The Global Initiative for Chronic Obstructive Lung Disease reported in 2024 that long-term supplemental oxygen therapy helps improve survival in people with chronic respiratory failure and severe resting hypoxemia, but it doesn’t provide the same benefits for those with moderate arterial oxygen desaturation while at rest or exercising.

This means if you don’t have severe resting hypoxemia, the benefits of long-term supplemental oxygen therapy may not outweigh the risks or downsides.
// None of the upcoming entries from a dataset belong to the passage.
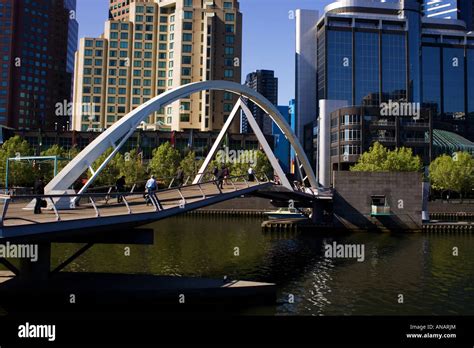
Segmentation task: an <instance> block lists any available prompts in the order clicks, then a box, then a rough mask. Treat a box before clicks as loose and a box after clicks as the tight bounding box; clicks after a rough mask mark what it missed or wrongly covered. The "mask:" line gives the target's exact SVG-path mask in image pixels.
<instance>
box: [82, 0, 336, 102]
mask: <svg viewBox="0 0 474 348" xmlns="http://www.w3.org/2000/svg"><path fill="white" fill-rule="evenodd" d="M334 1H335V0H240V7H241V11H242V13H243V16H244V23H243V27H244V28H243V57H242V74H243V76H242V81H244V80H245V76H246V75H247V74H248V73H249V72H252V71H254V70H257V69H268V70H274V71H275V75H276V76H277V77H278V79H279V104H280V105H286V104H287V103H288V101H289V100H290V99H291V98H294V89H295V88H294V84H295V78H294V72H295V20H294V19H291V18H290V14H291V12H290V11H295V10H296V9H298V8H304V9H316V10H320V11H322V10H323V8H324V6H326V5H327V4H329V3H331V2H334ZM108 3H109V1H108V0H78V1H77V19H78V21H79V37H96V36H98V35H100V34H102V32H103V31H104V22H105V21H106V20H107V18H108Z"/></svg>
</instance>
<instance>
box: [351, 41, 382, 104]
mask: <svg viewBox="0 0 474 348" xmlns="http://www.w3.org/2000/svg"><path fill="white" fill-rule="evenodd" d="M355 47H356V49H355V66H356V69H355V80H356V81H357V83H356V85H355V104H356V105H374V106H375V105H379V104H380V66H379V65H380V64H379V51H380V47H379V34H378V33H376V32H356V33H355Z"/></svg>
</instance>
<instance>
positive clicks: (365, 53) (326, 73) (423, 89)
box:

Your doctor will consider other aspects of your condition when deciding whether or not to recommend this treatment.

Some people with COPD who don’t need long-term oxygen therapy may still benefit from short-term oxygen therapy during a respiratory infection or flare of COPD.

Talk with your doctor to learn more about the potential benefits, risks, and costs of oxygen therapy.

Fact: Although dietary changes won’t cure COPD, adjusting your diet or eating habits may help you meet your nutritional needs and support your overall health and well-being.

It takes more energy than usual to breathe when you have COPD, which means you may need more calories than someone without the condition.

You might find it challenging to prepare or eat enough nutrient-rich food, especially if your ability to complete these tasks is limited by symptoms such as shortness of breath or fatigue.

Let your doctor know if you’re finding it difficult to eat or meet your nutritional needs. They may recommend changes to your diet or eating habits or refer you to a registered dietitian for support.

Your doctor or dietitian also may recommend certain nutritional supplements.

Millions of people in the United States live with COPD, many of whom may not realize they have it.

The condition can affect adults of any age, gender, race, or ethnicity.

A history of smoking increases the risk of COPD, but not all people with this condition have smoked before.

It’s important to talk with your doctor if you’re having difficulty breathing, shortness of breath, or other respiratory symptoms. They can help you learn whether COPD or another condition is causing the symptoms.

If you receive a diagnosis of COPD, your doctor may recommend medication, pulmonary rehabilitation, or other treatments for COPD. This sometimes includes short- or long-term supplemental oxygen therapy.

If you smoke, taking steps to cut back and quit is also important for managing COPD.